I’ve read that the seven swans are supposed to be in reference to the seven virtues of the Spirit named in the Messianic promise in Isaiah 11, but I only count six there: wisdom, understanding, counsel, might, knowledge, and fear-of-the-Lord. So let’s use it to remind us that the number seven is Hebrew numerology is about being complete. We are only complete, only whole, in relationship with our Creator and that as we follow Jesus we learn to become more and more like him.
Jesus gives 8 ‘blessed are’ statements that we call the Beatitudes in the sermon on the mount that instruct us on the fulfillment of God’s law.

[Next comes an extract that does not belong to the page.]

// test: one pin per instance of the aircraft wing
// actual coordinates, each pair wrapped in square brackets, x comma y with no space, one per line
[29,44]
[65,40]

Perhaps as we sing the song, we pray to be more concerned with living as Jesus teaches us in this sermon that we are about forcing the Ten Commandments to be posted on walls in public places.
Nine ladies dancing are the nine fruits of the Spirit that Paul gives in his letter to the Galatians. I so appreciate that it’s ladies dancing for the fruit of the Spirit. These are the attributes that all Jesus Followers are to exhibit: love, joy, peace, patience, kindness, goodness, faithfulness, gentleness, and self-control. Please notice it says ‘self-control’ not ‘control others.’
Ten lords leaping are the Ten Commandments. I choose to interpret this as the way men have tried to leap over the intended use of these commands of God. God gave them to teach us what God’s will for us is – how to love God and each other well, not so we could attempt to use them to force others into submission to our will.
And as we come near the end, eleven pipers, representing the eleven so-called faithful disciples, leaving out Judas Iscariot. But what about Peter’s predicted denial? What about the other nine or ten, depending on which version you read, who fled and hid instead of standing at the foot of the cross with the women? This should teach us grace and forgiveness instead of using it to build our egos about how we’d never deny Jesus.
At at long last, the twelve drummers. How many of you predicted this would be the symbol for the disciples? But no – it is for the Apostles’ Creed which summarizes the tenets of our belief. Remember that an apostle is one who is sent out. In that sense we are all apostles, we are sent into this world to proclaim the love of God for all people, as remain disciples, life long learners of the Way of Jesus.
Our relationship with God isn’t about counting days on a calendar or defined by symbols, it is lived. From the beginning, God’s plan was to be in relationship with us, to come to us and show us how to love. This is the good news of Christmas Day, on each of the twelve days of Christmas, and every day of the year, and throughout all eternity. Amen.
What a great Christmas sermon! Hope you are doing well. I think of you often.